In the foyer, we are overwhelmed with Amnesty International literature. Further on, hulking video screens loom over the stage, urging the audience - with overtones of dystopian menace oddly redolent of 1984 - to "make a difference". How? By sending money to Greenpeace - silly! Later on Lennox will tell us she thinks the Northern Ireland Peace process is a great idea. Cheers Annie. We'll pass it on.
Beneath all the matey earnestness and flower waving, the Eurythmics remain a clever pub band made good, a sexless Depeche Mode for the cappuccino supping Ben Sherman clad masses.

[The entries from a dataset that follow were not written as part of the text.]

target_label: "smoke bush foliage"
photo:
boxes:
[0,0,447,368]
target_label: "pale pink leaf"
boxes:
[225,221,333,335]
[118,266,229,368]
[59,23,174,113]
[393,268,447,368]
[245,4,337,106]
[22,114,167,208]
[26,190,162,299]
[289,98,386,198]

Thorn in my Side remains the best slush-core anthem Chrissie Hynde never wrote. There Must be an Angel - stripped down to a skeletal essence during a brief mid-show acoustic hiatus - is, depending on your stomach for bubblegum sentimentality, either genuinely affecting or a load of maudlin old tripe. Only Sweet Dreams, tonight's send 'em home happy showstopper, retains its dignity. Buzzsaw sequencers. Blunted Kraftwerk vocals. Nice. The new stuff rapidly coalesces into an indistinguishable ooze of mushed-up bass lines and blustering keyboards while Lennox does herself few favours by attempting to sing Danny Boy just before the final curtain.